And write columns and short pieces.
This change is huge. I’ve been married to The Arizona Daily Star longer than I was married to three wives.
I owe my good fortune to so many:
Leonard Pitts, one of my favorite columnists, for showing me how to write a really good retirement column a week before I wrote this.
My life partner, my finest editor, and my best friend, Ellen.
Steve Auslander, the Arizona Daily Star’s executive editor, who took a chance on me back in 1986, when I was 31 years old. I’d been dreaming of working at the Arizona Daily Star since I was a 20-year-old college student drawing for the Arizona Daily Wildcat.
Thanks, Mom, for anonymously submitting clippings of the cartoons I drew at Rincon High School for the school newspaper, the Echo. I was mystified when the Wildcat’s student editor called me in for an interview. In 2003, I was inducted into the Wildcat Hall of Fame.
Thanks, Doug Marlette. It was an honor to lose the 1988 Pulitzer to such a fine cartoonist.
Mr. Burke, Terri Bagwell, Phil Varney and Freeman Hover, four public school educators who nudged me into the most rewarding career imaginable.
A few weeks ago, I visited Mr. Burke, my former 6th grade teacher. He taught me to love cartooning. In a spirit of good humor, he shared with me a beautiful drawing he’d recently created. I said to the old master what he said to me when I was 12. “Shows promise, Mr. Burke.” Throw in a hug and it was the best full circle moment imaginable.
Tony Snow, my first editorial page editor, I wish was alive to thank in person. Tony gave me my first actual political cartooning job with “The Daily Press” of Newport News, Virginia. I worked hidden away in a custodian’s closet next to the printing press and I loved working with Tony, my brilliant old school Republican arch-enemy and delightful friend, whose response to outraged readers I never forgot. “I’m confident our democratic republic will survive our petty differences.”
Thank you, Daryl Cagle, for syndicating my cartoons worldwide and introducing me to so many wonderful cartoonists who became friends, greats like Angel Boligan, Pedro Molina and Emad Hajjaj.
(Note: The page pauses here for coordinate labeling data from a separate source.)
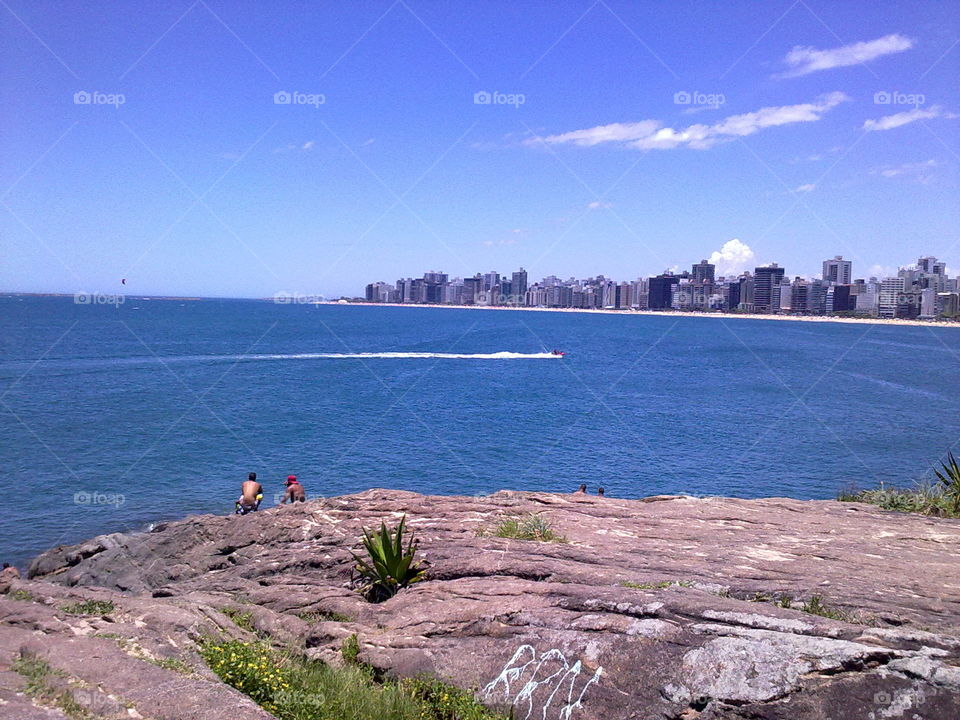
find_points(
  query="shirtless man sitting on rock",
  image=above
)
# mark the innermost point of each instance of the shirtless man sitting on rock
(251, 493)
(294, 491)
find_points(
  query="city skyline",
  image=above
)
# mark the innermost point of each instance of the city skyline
(920, 291)
(222, 150)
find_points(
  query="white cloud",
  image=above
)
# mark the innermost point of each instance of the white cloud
(883, 271)
(805, 60)
(733, 258)
(651, 135)
(888, 122)
(919, 171)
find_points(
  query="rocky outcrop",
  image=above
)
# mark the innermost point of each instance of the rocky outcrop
(660, 608)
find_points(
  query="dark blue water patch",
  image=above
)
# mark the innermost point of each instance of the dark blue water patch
(153, 406)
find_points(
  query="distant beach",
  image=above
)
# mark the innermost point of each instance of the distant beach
(673, 313)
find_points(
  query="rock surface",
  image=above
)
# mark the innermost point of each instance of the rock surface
(558, 630)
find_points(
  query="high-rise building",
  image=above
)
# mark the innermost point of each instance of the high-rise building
(660, 292)
(765, 279)
(931, 266)
(704, 272)
(890, 291)
(519, 284)
(838, 271)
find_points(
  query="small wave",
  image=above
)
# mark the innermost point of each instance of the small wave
(98, 363)
(401, 356)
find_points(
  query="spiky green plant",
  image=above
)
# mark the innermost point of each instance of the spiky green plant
(390, 565)
(950, 481)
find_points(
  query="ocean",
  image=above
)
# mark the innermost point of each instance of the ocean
(113, 417)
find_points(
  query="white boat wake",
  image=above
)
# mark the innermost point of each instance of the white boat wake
(404, 356)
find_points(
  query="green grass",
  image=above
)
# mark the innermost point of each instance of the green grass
(243, 620)
(89, 607)
(295, 688)
(320, 616)
(350, 650)
(659, 585)
(41, 679)
(814, 606)
(527, 527)
(922, 498)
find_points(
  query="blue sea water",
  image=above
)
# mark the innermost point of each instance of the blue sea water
(112, 418)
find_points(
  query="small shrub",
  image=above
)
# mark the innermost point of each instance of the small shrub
(924, 499)
(89, 607)
(528, 527)
(950, 482)
(350, 650)
(389, 566)
(243, 620)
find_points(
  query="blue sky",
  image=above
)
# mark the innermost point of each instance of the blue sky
(625, 138)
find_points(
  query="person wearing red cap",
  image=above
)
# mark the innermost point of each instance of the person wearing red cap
(294, 491)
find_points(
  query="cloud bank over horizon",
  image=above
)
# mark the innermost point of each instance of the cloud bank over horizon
(652, 135)
(805, 60)
(733, 258)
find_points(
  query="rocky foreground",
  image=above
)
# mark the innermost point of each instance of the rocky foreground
(555, 629)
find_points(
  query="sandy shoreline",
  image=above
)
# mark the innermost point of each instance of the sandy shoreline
(676, 313)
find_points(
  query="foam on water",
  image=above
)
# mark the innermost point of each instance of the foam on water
(503, 355)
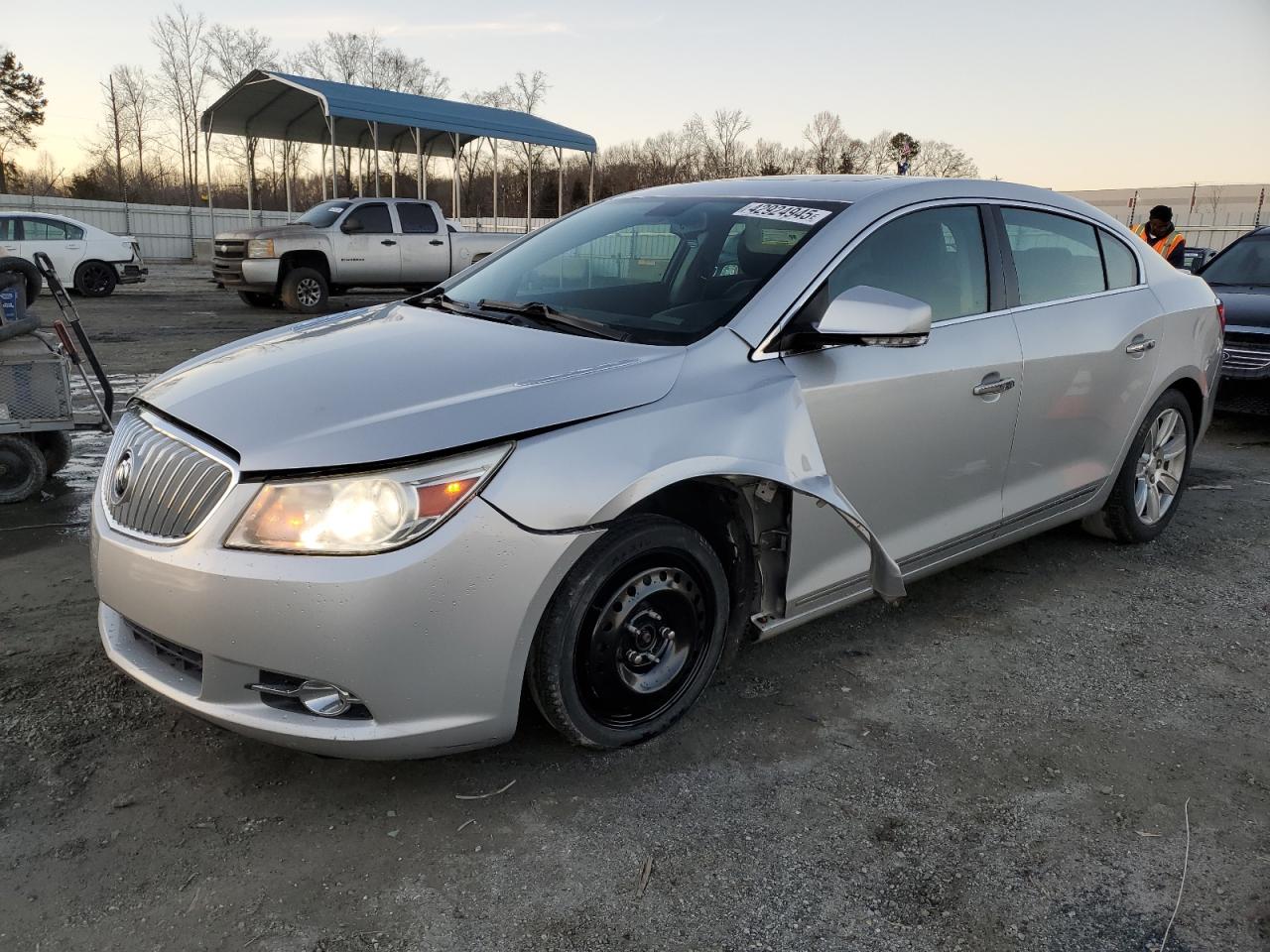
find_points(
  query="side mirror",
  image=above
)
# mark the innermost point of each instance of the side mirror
(869, 315)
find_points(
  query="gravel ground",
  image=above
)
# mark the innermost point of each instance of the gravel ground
(1006, 762)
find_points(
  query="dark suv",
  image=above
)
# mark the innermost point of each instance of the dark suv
(1241, 277)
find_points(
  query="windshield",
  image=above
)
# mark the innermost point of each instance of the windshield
(657, 270)
(322, 216)
(1246, 262)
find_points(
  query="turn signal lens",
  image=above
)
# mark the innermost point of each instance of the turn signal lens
(362, 515)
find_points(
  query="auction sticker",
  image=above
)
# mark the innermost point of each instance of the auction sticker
(794, 213)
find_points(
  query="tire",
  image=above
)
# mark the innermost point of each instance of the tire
(56, 448)
(304, 291)
(608, 683)
(28, 271)
(22, 470)
(1141, 507)
(258, 298)
(95, 280)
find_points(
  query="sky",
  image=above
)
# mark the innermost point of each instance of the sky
(1070, 94)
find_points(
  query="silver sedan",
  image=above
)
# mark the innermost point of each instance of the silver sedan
(594, 465)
And thanks for dragging me to amazing cartoonist gatherings in Paris and Mexico City.
Thanks to Scott Stantis, Chris Britt, Pat Bagley, Jack Ohman, Jim Borgman and Steve Benson, the best cartoonists and the best friends a cartoonist could ever have.
Thanks to Jim Kiser, Sarah Gassen, Susan Albright and Curt Prendergast, the best opinion page editors west of the San Pedro River, for the gift of constructive criticism, the assurance that you had my back, and the finest gift of all, an enduring collegial friendship.
Thanks to the fool in management who thought running a column by a cartoonist would be a good idea. Thank you for a second magical life.
Thanks to the ghosts who haunt the newsroom in my heart, the souls who made me the journalist I am. Judy Donovan. Tom Turner. So many others.
Thank you, George Ureas. When you left us, I rescued your steel and glass compositor’s desk. It’s my drawing board now and I like to believe it’s haunted by your fine-humored spirit. You and every other compositor and press man made the Star a daily success and my life possible.
Thank you, Bobbie Jo Buel and Jill Jorden Spitz for your support, for your leadership in these challenging times, and for relentlessly leaning into the future where the Star will thrive.
Thank you for welcoming me into your homes. You have given me an unimaginable life. I may be retiring but I’m not giving you up. The column stays. And maybe the occasional cartoon. Unless I’m taking a longer than usual vacation. But I’m sure you’ll understand.
I am the luckiest retired cartoonist I know.